A gene signature table for each GI cancer type consists of multidimensional analysis relevant to high mutation frequencies, differential expression, altered DNA methylation and survival, which describes the molecular alterations reported in GI cancers and the strength of the correlation between the genes and prognosis. Among the molecular alteration records in the GIDB, there are currently 7681 for somatic mutations, 4876 for differential expressed genes, 2102 for altered DNA methylation levels, 1797 for the impact of prognosis at the expression level (P < 0.05) and 1229 for the impact of prognosis at the methylation level (P < 0.05). Additionally, the references that are highly related to gene–disease associations display the title, journal, author lists and links to PubMed and a research overview.

Use case

We illustrate the use of the GIDB with the example of the topoisomerase (DNA) II alpha (TOP2A) gene in BTC. Generally, we know that the DNA topoisomerase can regulate the topologic states of DNA during transcription. TOP2A is a target for anticancer agents due to its function in encoding DNA topoisomerase, and a variety of different mutations in TOP2A are correlated with the development of drug resistance (29–31).

In GIDB, we indicate that TOP2A is associated with all types of GI cancer. The evidence concerning the TOP2A gene relevant to BTC is reviewed in three references. As shown in Gene-Timeline, Washiro M et al. (29) first discovered this gene in 2008, and they demonstrated that highly expressed TOPO Ilalpha in gallbladder cancer might be an effective target for chemotherapy. More interestingly, the GIDB correctly identified the TOP2A protein, even though TOPO II alpha is not its official name.

Moreover, two missense variants and a stop-gain variant that have a high putative impact on the encoded protein have been annotated. Significantly high expression of TOP2A was found not only in CHOL tumour samples compared with the non-tumour samples but also in COCA, ESCA, LIHC and STAD (all P < 0.0001). Among them, DNA methylation levels within the TOP2A promoter region were only significantly lower in LIHC [false discovery rate (FDR) < 0.0001]. The semantic network presents a global view of how the TOP2A gene is involved in BTC. Two semantic relations (ASSOCIATED WITH and ARGUMENTS) were predicted by SemRep, implying that the TOP2A gene might expand or stimulate the BTC process.
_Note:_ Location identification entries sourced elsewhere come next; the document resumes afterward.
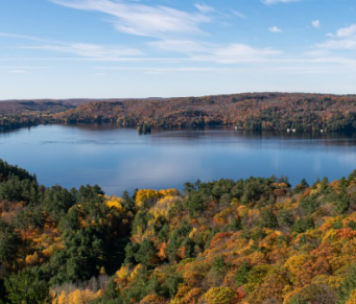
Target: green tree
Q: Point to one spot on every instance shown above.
(26, 287)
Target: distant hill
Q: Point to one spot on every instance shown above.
(251, 111)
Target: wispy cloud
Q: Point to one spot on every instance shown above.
(344, 39)
(275, 29)
(17, 71)
(346, 31)
(237, 53)
(204, 8)
(89, 50)
(144, 20)
(200, 51)
(80, 49)
(268, 2)
(238, 14)
(316, 23)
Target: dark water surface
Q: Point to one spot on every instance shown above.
(119, 159)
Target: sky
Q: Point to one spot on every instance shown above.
(168, 48)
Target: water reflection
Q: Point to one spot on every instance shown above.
(119, 159)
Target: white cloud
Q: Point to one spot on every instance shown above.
(240, 15)
(278, 1)
(275, 29)
(346, 31)
(344, 39)
(200, 51)
(316, 23)
(204, 8)
(181, 46)
(89, 50)
(237, 53)
(344, 44)
(143, 20)
(18, 72)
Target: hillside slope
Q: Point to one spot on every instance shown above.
(255, 241)
(263, 111)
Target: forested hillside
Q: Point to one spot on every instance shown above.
(255, 241)
(250, 111)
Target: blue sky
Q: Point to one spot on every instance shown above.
(151, 48)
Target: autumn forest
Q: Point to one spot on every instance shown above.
(256, 241)
(250, 111)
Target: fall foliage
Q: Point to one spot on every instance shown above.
(250, 241)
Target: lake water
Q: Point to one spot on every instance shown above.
(118, 159)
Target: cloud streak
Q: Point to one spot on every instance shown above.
(143, 20)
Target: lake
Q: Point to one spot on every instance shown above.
(118, 159)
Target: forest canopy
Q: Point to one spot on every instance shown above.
(256, 241)
(249, 111)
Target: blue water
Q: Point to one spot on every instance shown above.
(118, 159)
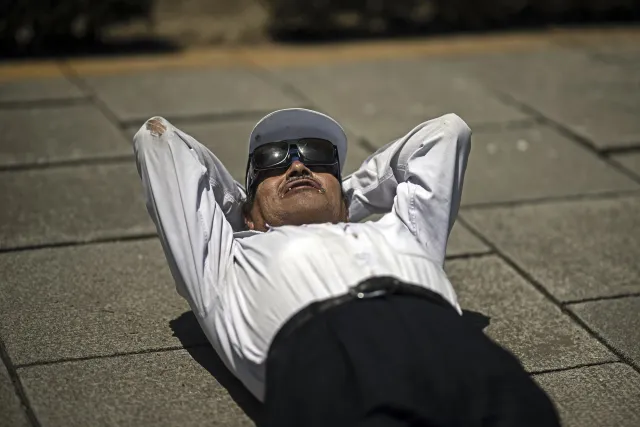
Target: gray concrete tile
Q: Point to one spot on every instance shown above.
(44, 135)
(38, 90)
(382, 101)
(12, 413)
(576, 249)
(229, 141)
(180, 93)
(521, 318)
(630, 161)
(462, 242)
(105, 299)
(594, 99)
(538, 162)
(595, 396)
(71, 204)
(617, 321)
(156, 389)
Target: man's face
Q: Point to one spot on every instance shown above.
(296, 195)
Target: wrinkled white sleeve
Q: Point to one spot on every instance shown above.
(189, 195)
(418, 178)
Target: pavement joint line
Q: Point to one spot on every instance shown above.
(71, 243)
(603, 195)
(64, 163)
(17, 386)
(109, 356)
(571, 368)
(635, 148)
(563, 130)
(44, 103)
(603, 298)
(470, 255)
(270, 77)
(74, 78)
(216, 118)
(540, 287)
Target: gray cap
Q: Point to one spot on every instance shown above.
(296, 123)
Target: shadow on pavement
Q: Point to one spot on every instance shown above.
(476, 319)
(68, 47)
(187, 330)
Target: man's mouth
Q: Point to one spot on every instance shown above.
(301, 184)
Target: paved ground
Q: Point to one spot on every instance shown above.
(547, 246)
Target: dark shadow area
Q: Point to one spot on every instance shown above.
(187, 329)
(476, 319)
(70, 47)
(46, 29)
(332, 22)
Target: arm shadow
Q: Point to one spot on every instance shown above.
(476, 319)
(187, 329)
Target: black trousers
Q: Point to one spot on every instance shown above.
(397, 360)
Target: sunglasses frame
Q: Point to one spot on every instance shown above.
(252, 171)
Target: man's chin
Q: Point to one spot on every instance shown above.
(307, 208)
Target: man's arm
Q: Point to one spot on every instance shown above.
(181, 181)
(419, 177)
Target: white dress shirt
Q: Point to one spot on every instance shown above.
(243, 286)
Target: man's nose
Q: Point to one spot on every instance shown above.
(297, 168)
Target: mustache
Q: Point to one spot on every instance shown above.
(297, 178)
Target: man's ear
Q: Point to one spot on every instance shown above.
(249, 222)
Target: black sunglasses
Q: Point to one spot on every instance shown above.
(281, 154)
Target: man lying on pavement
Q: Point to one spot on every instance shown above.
(329, 321)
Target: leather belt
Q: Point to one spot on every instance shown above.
(374, 287)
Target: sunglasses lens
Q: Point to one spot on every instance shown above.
(269, 155)
(316, 151)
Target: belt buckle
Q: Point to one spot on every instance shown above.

Furthermore, a TOP2A targeted drug, Etoposide, has been annotated in the dictionary of cancer drugs and genes. However, this agent has not been reported as a form of chemotherapy for BTC (Figure 4).

Figure 4

The use of the GIDB with the example of the TOP2A gene in BTC. It shows the query results of each function module related to BTC by searching `TOP2A’ in the GIDB.

Methods

Gene–GI cancer associations: GIDB text mining

Retrieval of citations using the Entrez Programming Utilities

We investigated the relation between the molecular signatures and GI cancers through an automated NLP approach. The PubMed database (http://www.ncbi.nlm.nih.gov/PubMed) is used as a source of biomedical literature resources for text mining. A set of query terms were constructed based on the Medical Subject Headings (MeSH) database and the National Center for Biotechnology Information Entrez Gene database. Entrez Programming Utilities (32) is applied to extract citations in the MEDLINE format. Through November 2018, we have collected over 370 000 citations from PubMed via preliminary screening.

Vocabulary construction

Gene symbols, as well as GI cancer names are mapped to the Concept Unique Identifiers based on the UMLS Metathesaurus. UMLS is a large thesaurus that brings together many biomedical vocabularies (e.g. MeSH). With this thesaurus, a list of UMLS concepts in MEDLINE abstracts was identified by a UMLS NLP tool, MetaMap (2016 version) (33). To concentrate on the relationship between molecular signatures and GI cancers, we limited the UMLS concepts to three semantic types: `Gene or Genome’, `Amino Acid, Peptide, or Protein, Enzyme’ and `Neoplastic Process’. In this version of GIDB, we generated a vocabulary of all Entrez gene entries and six main types of GI cancer.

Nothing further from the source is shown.